= K-factor (marketing) =

Growth rate of websites, apps, or a customer base

In viral marketing, the K-factor can be used to describe the growth rate of websites, apps, or a customer base. The formula is roughly as follows:

$i=\text{number of invites sent by each customer }$ (e.g. if each new customer invites five friends, i = 5)
$c=\text{percent conversion of each invite }$ (e.g. if one in five invitees convert to new users, c = .2)
$k = i * c$

==Overview==
This usage is borrowed from the basic reproduction number in the medical field of epidemiology in which a virus having a k-factor of 1 is in a "steady" state of neither growth nor decline, while a k-factor greater than 1 indicates exponential growth and a k-factor less than 1 indicates exponential decline. In epidemiology, the k-factor is derived from the rates of distribution and infection for a disease. "Distribution" ($i$) measures the average number of people a host will contact while still infectious, and "infection" ($c$) measures how likely an average person is to also become infected after contact with an infectious host.

==Indication==
In the context of viral marketing, while a higher k-factor is desirable, a k-factor below 1 can still lead to viral growth.

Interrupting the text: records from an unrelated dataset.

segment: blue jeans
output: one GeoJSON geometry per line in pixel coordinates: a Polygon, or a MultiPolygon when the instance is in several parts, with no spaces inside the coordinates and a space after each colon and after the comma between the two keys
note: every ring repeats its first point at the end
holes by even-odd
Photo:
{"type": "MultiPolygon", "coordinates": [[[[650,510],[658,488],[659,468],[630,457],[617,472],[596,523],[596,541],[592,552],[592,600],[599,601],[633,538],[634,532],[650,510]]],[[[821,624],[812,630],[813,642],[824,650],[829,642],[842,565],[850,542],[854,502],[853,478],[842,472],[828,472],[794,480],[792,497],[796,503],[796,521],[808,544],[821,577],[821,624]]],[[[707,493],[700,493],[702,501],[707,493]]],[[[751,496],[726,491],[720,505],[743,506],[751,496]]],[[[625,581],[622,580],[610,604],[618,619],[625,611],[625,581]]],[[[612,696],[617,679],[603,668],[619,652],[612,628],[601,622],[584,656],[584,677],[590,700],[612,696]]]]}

In their early days, Dropbox and WhatsApp boasted k-factors of 0.7 and 0.4, respectively, which were major contributors to their financial success. K-factor is limited to measuring how directly effective word-of-mouth or member invitation schemes are, but there are other ways for a user to come to a new app.

==Social K-factor==
With the advent of social media, a new evolution to the K-factor concept has emerged. The Social K-factor is an indicator of how viral a website is when content is shared from the website onto social media. It is a function of the Social Coefficient, which determines how fast content is spreading through social sharing, and the Sharing Ratio, a measure of how often your content is likely to be shared.

As visitors to your website share your website's content on their social networks, the content can go viral because the social media posts attract new visitors who then share more content. The Social K-factor measures the lift delivered from social sharing.